Third, while the bill prohibits state or federal agencies
from hazing and killing Yellowstone buffalo, again only
for three years and only on federal land within or immediately
adjacent to the park in two places, it does not prohibit
sport hunting by citizens, if such a hunt is instituted.
It would however stop the wasteful, knee-jerk harassing
and killing of buffalo, at taxpayer expense, at least
The current plan may be "the best the agencies have
been able to hammer out so far," but with hundreds
more dead buffalo (3,700 killed in the last two decades),
millions of dollars down the drain, and a continued black
eye for Montana since its inception, we're not satisfied.
The Yellowstone Buffalo Preservation Act calls upon agencies
to address the management of just a handful of cattle
in a few places adjacent to the park -- presently only
on the north side -- where they could conflict with wildlife.
It asks them to approach the matter in a proactive, common
sense fashion, looking at livestock vaccination, fencing,
and equitable alternative grazing opportunities, if necessary,
rather than hysteria based slaughter.
Finally, the Chronicle said "animal rights groups"
argue that wild buffalo should not have to compete with
livestock on publicly owned lands.
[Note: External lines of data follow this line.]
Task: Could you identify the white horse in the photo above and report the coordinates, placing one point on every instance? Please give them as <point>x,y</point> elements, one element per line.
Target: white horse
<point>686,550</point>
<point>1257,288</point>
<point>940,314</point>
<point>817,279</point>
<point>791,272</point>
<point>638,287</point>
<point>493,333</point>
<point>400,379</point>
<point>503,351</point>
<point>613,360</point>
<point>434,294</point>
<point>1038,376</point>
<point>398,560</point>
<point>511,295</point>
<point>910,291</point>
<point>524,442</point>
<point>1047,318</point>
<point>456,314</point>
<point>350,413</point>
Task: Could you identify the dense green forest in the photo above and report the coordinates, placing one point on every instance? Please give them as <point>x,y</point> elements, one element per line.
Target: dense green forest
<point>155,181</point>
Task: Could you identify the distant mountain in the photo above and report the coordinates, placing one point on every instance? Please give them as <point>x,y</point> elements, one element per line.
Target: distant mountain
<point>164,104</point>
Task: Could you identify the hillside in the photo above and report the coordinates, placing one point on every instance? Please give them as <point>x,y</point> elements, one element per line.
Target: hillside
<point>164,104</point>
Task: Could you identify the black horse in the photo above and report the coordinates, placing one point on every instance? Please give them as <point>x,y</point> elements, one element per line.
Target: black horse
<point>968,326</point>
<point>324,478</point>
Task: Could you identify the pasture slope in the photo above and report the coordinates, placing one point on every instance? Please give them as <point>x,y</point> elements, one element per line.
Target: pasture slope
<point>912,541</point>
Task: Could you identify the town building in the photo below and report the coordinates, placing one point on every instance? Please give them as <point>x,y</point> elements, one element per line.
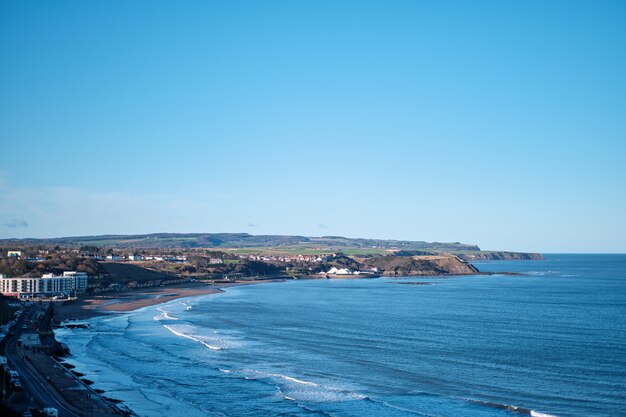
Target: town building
<point>46,286</point>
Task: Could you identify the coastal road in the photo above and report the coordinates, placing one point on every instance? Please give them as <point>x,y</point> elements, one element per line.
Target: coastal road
<point>35,384</point>
<point>32,382</point>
That's how we feel
too with regard to Horse Butte and America's only truly
wild, genetically pure buffalo. And as the press has reported,
many conservation organizations, not just animal rights
groups, also back the bill.
From our view in West Yellowstone, it's the Chronicle
that seems a little "out of touch" regarding
the Yellowstone Buffalo Preservation Act. Please take
a closer look at HR 3466. There's good reason support
for it is growing. We've seen enough blood in the snow.